In 1984, Lewis was found not guilty of evading taxes, but he still owed the IRS money. The next year, the IRS seized property from his Nesbit, Mississippi, ranch. In 1988, Lewis filed for bankruptcy, petitioning that he was more than $3 million in debt, including $2 million he owed to the IRS.
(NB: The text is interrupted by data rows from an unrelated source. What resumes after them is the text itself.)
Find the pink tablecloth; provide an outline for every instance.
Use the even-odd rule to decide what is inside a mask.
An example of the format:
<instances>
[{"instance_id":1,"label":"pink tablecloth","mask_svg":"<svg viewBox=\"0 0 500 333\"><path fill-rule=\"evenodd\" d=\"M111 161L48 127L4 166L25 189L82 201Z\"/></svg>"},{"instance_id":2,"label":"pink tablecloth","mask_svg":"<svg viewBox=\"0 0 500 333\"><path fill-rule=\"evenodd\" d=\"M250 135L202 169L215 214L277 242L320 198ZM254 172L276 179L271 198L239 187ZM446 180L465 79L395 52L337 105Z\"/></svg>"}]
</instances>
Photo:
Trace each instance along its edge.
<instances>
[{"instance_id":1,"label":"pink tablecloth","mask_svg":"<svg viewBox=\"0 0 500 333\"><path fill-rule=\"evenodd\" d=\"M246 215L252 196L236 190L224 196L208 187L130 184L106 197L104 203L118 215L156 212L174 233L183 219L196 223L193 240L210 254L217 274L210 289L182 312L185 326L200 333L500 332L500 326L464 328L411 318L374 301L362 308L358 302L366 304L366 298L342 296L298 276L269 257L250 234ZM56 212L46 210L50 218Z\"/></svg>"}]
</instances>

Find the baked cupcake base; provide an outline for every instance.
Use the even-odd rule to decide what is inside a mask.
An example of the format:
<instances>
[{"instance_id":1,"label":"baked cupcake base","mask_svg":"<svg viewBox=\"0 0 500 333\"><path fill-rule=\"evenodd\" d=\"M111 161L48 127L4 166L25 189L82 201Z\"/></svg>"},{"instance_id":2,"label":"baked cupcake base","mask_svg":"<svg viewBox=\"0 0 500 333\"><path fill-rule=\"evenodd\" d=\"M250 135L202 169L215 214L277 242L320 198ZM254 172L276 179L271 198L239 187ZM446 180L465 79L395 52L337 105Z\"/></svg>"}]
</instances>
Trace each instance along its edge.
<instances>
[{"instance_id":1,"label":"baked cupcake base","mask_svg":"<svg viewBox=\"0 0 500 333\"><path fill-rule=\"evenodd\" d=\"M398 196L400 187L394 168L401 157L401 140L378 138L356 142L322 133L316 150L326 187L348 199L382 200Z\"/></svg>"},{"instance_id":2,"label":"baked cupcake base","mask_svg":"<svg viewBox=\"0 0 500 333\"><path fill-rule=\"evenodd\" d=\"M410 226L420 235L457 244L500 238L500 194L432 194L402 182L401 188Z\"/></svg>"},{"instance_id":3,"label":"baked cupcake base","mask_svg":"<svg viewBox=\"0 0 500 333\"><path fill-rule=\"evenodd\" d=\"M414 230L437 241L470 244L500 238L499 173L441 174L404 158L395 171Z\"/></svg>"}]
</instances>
===Final years and death===
Lewis had a minor stroke in Memphis on February 28, 2019, which forced him to cancel several appearances. Lewis died at his home three years later on October 28, 2022, in Nesbit, Mississippi, at the age of 87. His death was mistakenly reported by TMZ two days before he died, with a representative stating that TMZ had reported "erroneously off of an anonymous tip." His funeral was held on November 5, 2022, in his hometown of Ferriday, Louisiana. The service was officiated by Jimmy Swaggart and Swaggart's son.

==Selected discography==

- Jerry Lee Lewis (1958)
- Jerry Lee's Greatest! (1962)
- Live at the Star Club, Hamburg (1964)
- The Return of Rock (1965)
- Country Songs for City Folks/All Country (1965)
- Memphis Beat (1966)
- Soul My Way (1967)
- Another Place, Another Time (1968)
- She Still Comes Around (1969)
- Sings the Country Music Hall of Fame Hits, Vol. 1 (1969)
- Sings the Country Music Hall of Fame Hits, Vol. 2 (1969)
- The Golden Cream of the Country (1969)
- A Taste of Country (1969)
- She Even Woke Me Up to Say Goodbye (1970)
- There Must Be More to Love Than This (1971)
- Touching Home (1971)
- Would You Take Another Chance on Me? (1971)
- The Killer Rocks On (1972)
- Who's Gonna Play This Old Piano? (1972)
- The Session (1973)
- Sometimes a Memory Ain't Enough (1973)
- Southern Roots: Back Home to Memphis (1973)
- I-40 Country (1974)
- Boogie Woogie Country Man (1975)
- Odd Man In (1975)
- Country Class (1976)
- Country Memories (1977)
- Jerry Lee Keeps Rockin' (1978)
- Jerry Lee Lewis (1979)
- When Two Worlds Collide (1980)
- Killer Country (1980)
- My Fingers Do the Talkin' (1983)
- I Am What I Am (1984)
- Class of '55 (with Roy Orbison, Johnny Cash, and Carl Perkins) (1986)
- Young Blood (1995)
- Last Man Standing (2006)
- Last Man Standing Live (2007)
- Mean Old Man (2010)
- Rock and Roll Time (2014)
- The Boys from Ferriday [with Jimmy Swaggart, credited as Jimmy Lee & Jerry Lee] (2022)

===Compositions===
Lewis wrote or co-wrote the following songs: "End of the Road" (1956), "Lewis Boogie" (1956), "Pumpin' Piano Rock" (1957), "Friday Night" (1957), "High School Confidential" (1958), "Memory of You" (1958), "Baby Baby Bye Bye" (1960; although Discogs credits Jerry Lee Lewis and Huey "Piano" Smith as the songwriters, the song was copyrighted in 1960 as by Lewis Smith), "Lewis Workout" (1960), "He Took It Like a Man" (1963, from the 1967 album Soul My Way), "Baby, Hold Me Close" (1965) from the 1965 album The Return of Rock, "What a Heck of a Mess" (1966), "Lincoln Limousine" (1966), "Alvin" (1970), "Wall Around Heaven" from the 1972 album Who's Gonna Play This Old Piano?, "Rockin' Jerry Lee" (1980, the B-side of "Honky Tonk Stuff", from the album When Two Worlds Collide), "Pilot Baby" (1983), "Crown Victoria Custom '51" (1995), released as a Sire 45 single B-side, and "Ol' Glory" (2006) from the album Last Man Standing.